If he was doing crypto something, he could invest in a new sh1t coin, nft or metaverse. He has huge software development costs and travels around the globe to convince investors and look for partners. Unfortunately, the metaverse was a Duke Nukem forever and takes 30 years. After 5 years he invests an additional 100k from his own savings but after 10 years there really is no money left and he closes the company.

If he was doing Amazon sales, he could invest in product development for his own products and have sample expenses etc. for it. This investment will the unfortunately never materialise and generate losses over 8 years until the company is closed at zero balance. It then would be best to keep at least some sales running.
Click to expand...
Very detailed post, appreciate it.

The company does marketing, nothing fancy.
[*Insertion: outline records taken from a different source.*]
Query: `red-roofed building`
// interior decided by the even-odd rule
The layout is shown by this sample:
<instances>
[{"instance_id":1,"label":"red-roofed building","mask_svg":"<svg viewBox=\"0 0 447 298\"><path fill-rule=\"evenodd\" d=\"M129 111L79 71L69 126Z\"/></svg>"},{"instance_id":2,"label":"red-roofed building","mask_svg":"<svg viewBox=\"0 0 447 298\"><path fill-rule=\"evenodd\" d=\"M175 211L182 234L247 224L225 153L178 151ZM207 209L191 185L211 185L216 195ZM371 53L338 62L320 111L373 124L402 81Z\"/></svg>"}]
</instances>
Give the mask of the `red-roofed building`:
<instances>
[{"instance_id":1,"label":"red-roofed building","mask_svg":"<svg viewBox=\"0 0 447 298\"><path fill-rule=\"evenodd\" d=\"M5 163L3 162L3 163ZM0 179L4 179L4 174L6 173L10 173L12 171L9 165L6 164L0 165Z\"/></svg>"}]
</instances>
I read about Georgia SBS 1% and some friends live there. Some say the RS likes to audit these solo-entrepreneurs. Not sure if it even qualifies if it's your own company (which is easy to figure out since Estonia has a public registry). Also a "fair market" salary wouldn't be that high in Georgia, right? (60-70k annual avg)

I was thinking to launch a new SaaS project but then it would take a few years before that gets to profit. It could justify bigger development expenses.

Can a salary be justified if you manage investments? For example you trade/invest in stocks/crypto and take a salary for that? Or it can be a performance bonus.
 
For the salary to be justifiable, it more depends on the Estonian side as they would be the ones questioning whether your business expenses are real. But I would say 150-250k should be possible in general.